Building An Intuition for Pattern Matching

栏目: IT技术 · 发布时间: 3年前

内容简介:What's the point of pattern matching if we already have conditionals and variable assignment in a language?Pattern matching helps tease apart values and construct control flow using the shape of data rather than bespoke logic, methods on types, or special

What's the point of pattern matching if we already have conditionals and variable assignment in a language?

Pattern matching helps tease apart values and construct control flow using the shape of data rather than bespoke logic, methods on types, or special fields on a struct.
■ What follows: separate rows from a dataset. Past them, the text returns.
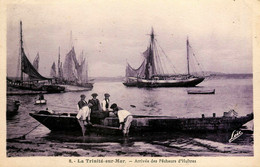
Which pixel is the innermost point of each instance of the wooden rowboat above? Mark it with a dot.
(39, 102)
(12, 107)
(140, 124)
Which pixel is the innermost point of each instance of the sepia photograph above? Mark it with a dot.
(141, 79)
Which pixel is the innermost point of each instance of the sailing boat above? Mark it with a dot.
(34, 76)
(36, 62)
(151, 73)
(73, 71)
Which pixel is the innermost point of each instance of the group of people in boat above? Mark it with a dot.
(94, 112)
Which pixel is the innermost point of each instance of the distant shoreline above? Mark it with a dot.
(212, 76)
(206, 74)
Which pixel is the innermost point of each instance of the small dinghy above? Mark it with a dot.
(201, 91)
(37, 102)
(12, 107)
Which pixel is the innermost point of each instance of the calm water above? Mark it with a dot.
(230, 94)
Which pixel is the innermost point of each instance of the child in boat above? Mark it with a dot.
(84, 110)
(106, 105)
(41, 97)
(125, 118)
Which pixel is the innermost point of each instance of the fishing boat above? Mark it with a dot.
(68, 122)
(201, 91)
(12, 107)
(74, 71)
(35, 81)
(151, 72)
(40, 102)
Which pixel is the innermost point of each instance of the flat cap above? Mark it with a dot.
(94, 95)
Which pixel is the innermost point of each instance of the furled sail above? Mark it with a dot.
(36, 62)
(53, 70)
(140, 71)
(69, 66)
(28, 68)
(78, 67)
(60, 76)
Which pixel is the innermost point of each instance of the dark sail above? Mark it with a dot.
(36, 62)
(68, 67)
(153, 71)
(53, 70)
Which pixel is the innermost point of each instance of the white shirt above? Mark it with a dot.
(122, 114)
(104, 105)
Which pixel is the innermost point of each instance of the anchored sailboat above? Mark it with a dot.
(75, 72)
(152, 74)
(35, 78)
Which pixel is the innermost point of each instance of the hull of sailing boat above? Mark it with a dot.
(191, 82)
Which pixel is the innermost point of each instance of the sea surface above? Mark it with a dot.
(230, 94)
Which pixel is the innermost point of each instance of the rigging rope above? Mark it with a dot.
(173, 67)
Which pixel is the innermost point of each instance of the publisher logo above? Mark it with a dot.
(235, 134)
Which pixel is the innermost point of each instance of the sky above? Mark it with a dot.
(113, 32)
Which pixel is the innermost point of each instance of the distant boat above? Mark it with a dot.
(12, 107)
(151, 73)
(74, 72)
(39, 102)
(36, 81)
(201, 91)
(68, 122)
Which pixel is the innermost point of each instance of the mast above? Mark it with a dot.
(188, 57)
(59, 67)
(21, 42)
(150, 58)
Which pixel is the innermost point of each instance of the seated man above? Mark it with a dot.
(41, 97)
(84, 112)
(125, 118)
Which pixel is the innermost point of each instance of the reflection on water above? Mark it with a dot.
(230, 93)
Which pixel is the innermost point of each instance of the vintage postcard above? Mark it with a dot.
(130, 83)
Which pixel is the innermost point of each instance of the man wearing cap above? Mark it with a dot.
(95, 103)
(96, 110)
(84, 112)
(105, 103)
(125, 118)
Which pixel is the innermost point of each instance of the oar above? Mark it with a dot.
(23, 136)
(62, 107)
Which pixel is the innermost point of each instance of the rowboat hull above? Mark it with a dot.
(39, 102)
(12, 107)
(140, 124)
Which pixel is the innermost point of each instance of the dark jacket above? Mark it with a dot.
(95, 104)
(82, 103)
For example, in languages that don't have first-class support for sum types, enums in Rust, you'd have to encode the variant as a unique tag on something like a struct, e.g.,

struct Option {
    tag: String, // maybe one of 'Some' or 'None'.
    // and so on.
}

Then the tag field can be checked by traditional control flow. This is precisely how it is done in languages like TypeScript, but in Rust, where sum types are supported, we have no unique tag field to check and, since the compiler hides this information away from us, we can't write a method to describe which variant we have in our hands. It would be a bit clumsy if the compiler generated methods for us as we might want to have methods with the same name!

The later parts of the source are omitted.